Win me a medal tomorrow, she said, smiling, when he started the engine again. Soon he was speeding away from the McMansions on Urish Road, cool air thundering through the sunroof that he’d opened. Where Urish hit Twenty-First he stopped at a flashing red light and saw to his right the Rolling Hills Nursing Home, a single-story prefabricated building where his now-nonverbal maternal grandfather had been a resident, a patient, a prisoner since moving, since being moved there, from Phoenix two years before; his grandmother, who was in fine shape, lived in Topeka’s premier assisted-living community a few miles to the south. He flicked his cigarette butt out of the window, watched the embers scatter on black asphalt, and made himself look at the building. Bright streetlights in the almost empty parking lot; otherwise it was dark. Weird to think of the small old man sleeping in there now. Some brief but hideous analogy between the mechanical hospital bed and the reclinable driver’s seat occurred to him, was gone. He pushed All Eyez on Me into the tape deck and turned it up very loud, wondered if anyone inside the home could hear it. Then he drove on.

 

* * *

 

Four hours later his alarm clock woke him. Half-asleep, he showered and put on the black suit he’d bought with his mom at West Ridge. He tied one of his father’s two ties. He drove the short distance to Topeka High, pulling up beside his coaches, Spears and Mulroney, who were looking over a AAA map, their breath visible in the streetlight. The former was drinking coffee from his large thermos; the latter sipped, as ever, her Diet Coke. Other formally dressed adolescents wheeled large plastic tubs from the school and loaded them into the backs of two nearby vans. He did not condescend to move his own tub; an underclassman would take care of it. He saw his partner, Joanna, and nodded in greeting; they weren’t friends; their alliance was purely tactical. Once in the van, she wanted to talk strategy, but he leaned his head against the cool window, watched the rise and fall of telephone wires in the dark, and soon he was moving through tract housing in his dreams. He woke up when they pulled off the highway to stop for breakfast at McDonald’s, familiar contours of the molded seating.

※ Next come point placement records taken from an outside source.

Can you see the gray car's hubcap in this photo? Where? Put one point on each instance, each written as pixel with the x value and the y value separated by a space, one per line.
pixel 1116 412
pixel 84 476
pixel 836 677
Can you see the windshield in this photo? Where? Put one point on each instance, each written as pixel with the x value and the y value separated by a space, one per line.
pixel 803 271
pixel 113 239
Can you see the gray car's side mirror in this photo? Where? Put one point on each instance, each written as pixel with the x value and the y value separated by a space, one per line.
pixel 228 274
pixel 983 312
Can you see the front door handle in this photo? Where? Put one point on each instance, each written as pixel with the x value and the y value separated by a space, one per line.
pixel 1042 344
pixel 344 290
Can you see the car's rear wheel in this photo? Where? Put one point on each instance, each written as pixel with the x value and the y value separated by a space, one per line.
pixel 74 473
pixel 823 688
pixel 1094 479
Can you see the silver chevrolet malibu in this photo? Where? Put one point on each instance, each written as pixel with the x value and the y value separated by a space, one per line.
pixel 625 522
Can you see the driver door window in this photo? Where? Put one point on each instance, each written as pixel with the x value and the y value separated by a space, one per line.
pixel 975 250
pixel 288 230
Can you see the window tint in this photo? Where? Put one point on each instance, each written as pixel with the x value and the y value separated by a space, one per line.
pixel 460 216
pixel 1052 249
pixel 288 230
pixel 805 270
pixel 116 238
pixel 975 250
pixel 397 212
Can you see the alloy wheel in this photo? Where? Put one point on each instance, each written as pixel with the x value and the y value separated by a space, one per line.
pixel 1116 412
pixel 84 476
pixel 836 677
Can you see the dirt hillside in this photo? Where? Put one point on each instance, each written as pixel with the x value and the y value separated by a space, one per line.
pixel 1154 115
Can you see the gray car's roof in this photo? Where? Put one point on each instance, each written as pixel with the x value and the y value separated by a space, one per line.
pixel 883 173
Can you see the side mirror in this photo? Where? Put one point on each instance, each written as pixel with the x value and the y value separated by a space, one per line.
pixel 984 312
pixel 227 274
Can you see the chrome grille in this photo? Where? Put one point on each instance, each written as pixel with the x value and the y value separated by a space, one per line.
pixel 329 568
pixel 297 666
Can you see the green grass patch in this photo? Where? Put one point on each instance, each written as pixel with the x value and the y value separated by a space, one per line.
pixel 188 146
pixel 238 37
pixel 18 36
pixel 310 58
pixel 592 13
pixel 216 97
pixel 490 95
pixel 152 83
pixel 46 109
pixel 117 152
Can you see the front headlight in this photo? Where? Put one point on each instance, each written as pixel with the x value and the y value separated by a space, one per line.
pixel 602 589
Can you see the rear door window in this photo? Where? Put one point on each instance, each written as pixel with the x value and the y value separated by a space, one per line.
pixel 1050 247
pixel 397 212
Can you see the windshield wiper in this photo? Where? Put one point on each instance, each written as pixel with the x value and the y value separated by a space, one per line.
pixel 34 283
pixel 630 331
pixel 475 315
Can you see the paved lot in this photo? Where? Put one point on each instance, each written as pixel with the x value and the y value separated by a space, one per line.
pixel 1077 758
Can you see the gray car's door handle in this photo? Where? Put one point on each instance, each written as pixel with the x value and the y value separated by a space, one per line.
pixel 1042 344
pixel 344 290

Dawn was breaking as they arrived at Russell High School. He would normally have skipped such a small tournament, but because Russell was Bob Dole’s hometown, and because Bob Dole was running for president, the Russell Invitational would this year draw the best teams from across the state; the logic was unclear to him, but Mulroney had insisted they attend. From similar district-issued vans and buses, other awkwardly costumed adolescents were unloading their own tubs, hauling them across the cold parking lot to the school’s main entrance. When he and Joanna walked through the doors, their would-be competitors made way.